Прозвучало это столь же непреложно, как доказательство Евклида.
– Что вы сказали? – шепотом спросил шеф.
– O.E.D. [что и требовалось доказать (сокр. лат.)], – ответил доктор Персивал.
– Что вы, собственно, хотели сказать этим своим O.E.D.? – спросил сэр Джон Харгривз, когда они выбрались наружу.
– Мне это показалось более подходящим заключением к словам викария, чем «аминь».
После чего они направились в «Клуб путешественников», едва перебрасываясь отдельными фразами. По молчаливому согласию этот клуб показался обоим более подходящим местом для обеда сегодня, чем «Реформа»: Дэвис своим отбытием в неизведанные края как бы стал почетным путешественником и, безусловно, утратил право претендовать на то, что «каждому гражданину – голос».
– Уж и не помню, когда я в последний раз был на похоронах, – заметил доктор Персивал. – По-моему, это было свыше пятнадцати лет назад, когда умерла моя старенькая двоюродная бабушка. Весьма закостенелая церемония, верно?
– Вот в Африке мне нравилось бывать на похоронах. Много музыки – даже если единственными инструментами являются горшки, сковородки и банки из-под сардин. Это наводит на мысль, что смерть, в конце концов, может быть поводом и для веселья. А что за девушка, я заметил, плакала на похоронах?
– Секретарша Дэвиса. Ее зовут Синтия. Похоже, он был влюблен в нее.
– Наверное, у нас много такого происходит. В подобном учреждении это неизбежно. Я полагаю, Дэйнтри тщательно ее просветил?
– О, да, да. Собственно – вполне бессознательно – она дала нам весьма ценную информацию… помните, про ту историю в зоопарке.
– В зоопарке?
– Когда Дэвис…
– О да, теперь припоминаю.
В клубе, как всегда по уик-эндам, было почти пусто. Они бы начали обед почти автоматически с копченой форели, да вот только форели не оказалось. Доктор Персивал с большой неохотой согласился заменить ее копченой семгой.

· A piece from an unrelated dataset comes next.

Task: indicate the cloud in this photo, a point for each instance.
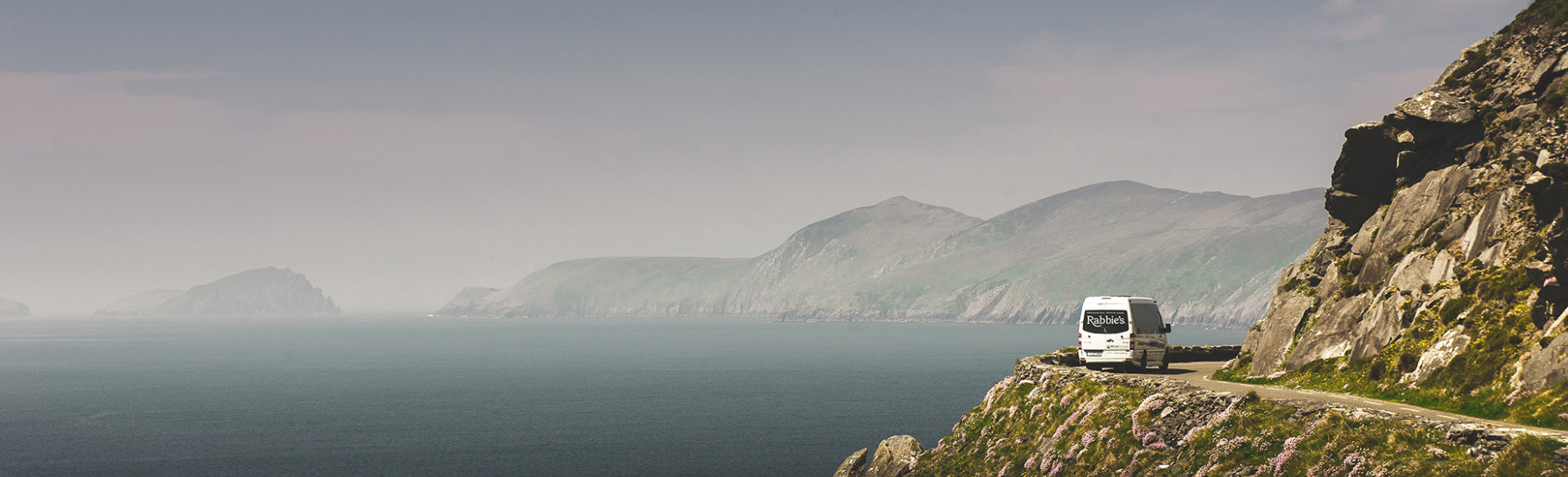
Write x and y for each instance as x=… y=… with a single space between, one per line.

– Жаль, – сказал он, – я не знал Дэвиса лучше. Мне кажется, он мог бы мне очень понравиться.
– И однако же, вы по-прежнему верите, что это он допустил утечку?
– Он очень умно играл роль этакого простачка. А меня восхищают ум – и мужество. Ему ведь требовалось немало мужества.
– Для осуществления неправедной цели.
– Джон, Джон! Не нам с вами судить, какая цель праведная, а какая – нет. Мы же не крестоносцы – мы с вами живем в совсем другом веке. Саладин давно изгнан из Иерусалима [Салах-ад-Дин (Саладин, 1138-1193) – египетский султан, основатель династии Айюбидов; возглавив борьбу мусульман против крестоносцев в 1187-1192 гг., захватил Иерусалим и почти всю Палестину]. Нельзя, правда, сказать, чтобы Иерусалим много от этого выиграл.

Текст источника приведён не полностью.